For solids like cylinders, cones, and cuboids, a plane cut can produce shapes that change depending on the orientation:
circles, ellipses, rectangles, trapezoids, or more general polygons. Some special cases have simple formulas
(for example, a cylinder cut by a plane perpendicular to its axis gives a circle of area \(\pi r^2\)), but a fully general
“any plane, any solid” closed-form solution is not always convenient to implement in a single interactive tool.
This calculator therefore uses a fast sampling method for non-sphere cases (and you can increase the grid for
higher accuracy).
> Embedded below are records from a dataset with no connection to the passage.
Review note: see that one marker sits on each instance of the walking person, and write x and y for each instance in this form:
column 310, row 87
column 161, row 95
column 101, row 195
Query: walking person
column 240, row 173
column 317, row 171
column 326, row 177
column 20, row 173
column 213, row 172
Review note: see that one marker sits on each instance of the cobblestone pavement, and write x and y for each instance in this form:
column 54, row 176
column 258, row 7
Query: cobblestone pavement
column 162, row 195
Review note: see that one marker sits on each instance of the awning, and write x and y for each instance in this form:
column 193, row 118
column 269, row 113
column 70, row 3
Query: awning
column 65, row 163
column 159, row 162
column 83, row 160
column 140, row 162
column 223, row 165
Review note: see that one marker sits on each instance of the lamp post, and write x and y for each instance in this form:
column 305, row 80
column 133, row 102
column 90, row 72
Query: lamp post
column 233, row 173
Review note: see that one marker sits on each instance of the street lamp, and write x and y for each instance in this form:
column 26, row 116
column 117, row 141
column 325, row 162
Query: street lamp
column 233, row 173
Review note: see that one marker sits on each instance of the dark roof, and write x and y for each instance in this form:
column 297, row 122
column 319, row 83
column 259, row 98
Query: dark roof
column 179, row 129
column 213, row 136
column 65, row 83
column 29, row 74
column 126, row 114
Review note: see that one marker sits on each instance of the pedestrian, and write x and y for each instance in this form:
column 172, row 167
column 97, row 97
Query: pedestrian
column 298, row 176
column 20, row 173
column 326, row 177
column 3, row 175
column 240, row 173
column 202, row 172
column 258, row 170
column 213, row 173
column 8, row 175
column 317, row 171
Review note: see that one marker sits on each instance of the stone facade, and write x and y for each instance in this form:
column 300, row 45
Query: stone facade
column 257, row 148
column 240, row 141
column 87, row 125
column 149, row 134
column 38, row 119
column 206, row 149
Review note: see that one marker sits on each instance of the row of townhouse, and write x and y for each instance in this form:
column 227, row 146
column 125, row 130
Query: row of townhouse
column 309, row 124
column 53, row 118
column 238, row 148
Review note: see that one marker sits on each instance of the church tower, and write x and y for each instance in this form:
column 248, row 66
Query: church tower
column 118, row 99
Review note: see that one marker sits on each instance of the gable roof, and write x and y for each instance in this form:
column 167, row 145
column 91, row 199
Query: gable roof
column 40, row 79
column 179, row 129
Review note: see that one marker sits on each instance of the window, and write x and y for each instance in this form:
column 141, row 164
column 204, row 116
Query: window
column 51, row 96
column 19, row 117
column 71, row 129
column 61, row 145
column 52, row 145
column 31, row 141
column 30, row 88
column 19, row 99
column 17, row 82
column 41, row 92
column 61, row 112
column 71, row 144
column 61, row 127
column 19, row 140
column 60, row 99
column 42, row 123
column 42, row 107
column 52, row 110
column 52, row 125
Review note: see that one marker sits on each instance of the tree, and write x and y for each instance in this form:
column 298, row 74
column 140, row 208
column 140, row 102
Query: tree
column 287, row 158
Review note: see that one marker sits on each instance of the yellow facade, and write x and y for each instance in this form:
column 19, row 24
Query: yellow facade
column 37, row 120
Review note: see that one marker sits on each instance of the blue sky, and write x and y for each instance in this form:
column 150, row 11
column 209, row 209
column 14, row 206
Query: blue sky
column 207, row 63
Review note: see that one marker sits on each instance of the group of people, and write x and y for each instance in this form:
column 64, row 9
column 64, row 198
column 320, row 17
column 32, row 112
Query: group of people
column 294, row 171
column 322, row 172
The idea is to build a 2D coordinate system \((s,t)\) on the cutting plane using two orthonormal directions
\(u\) and \(v\) that lie in the plane. Then points on the plane are represented as
\[
x(s,t)=P_0 + su + tv,
\]
where \(P_0\) is a point on the plane. The tool samples many \((s,t)\) points on a square window, checks whether each corresponding
3D point lies inside the solid, and estimates the area by counting how many samples are inside. With a sufficiently fine grid,
this produces an accurate approximation and also provides a boundary outline for visualization.
In practice, you should increase the grid resolution when the cross-section boundary is highly curved (oblique cuts on cones/cylinders)
or when the cross-section is small compared to the solid. The 3D visualization is meant to help you verify that the plane is positioned
where you expect and that the intersection curve looks reasonable.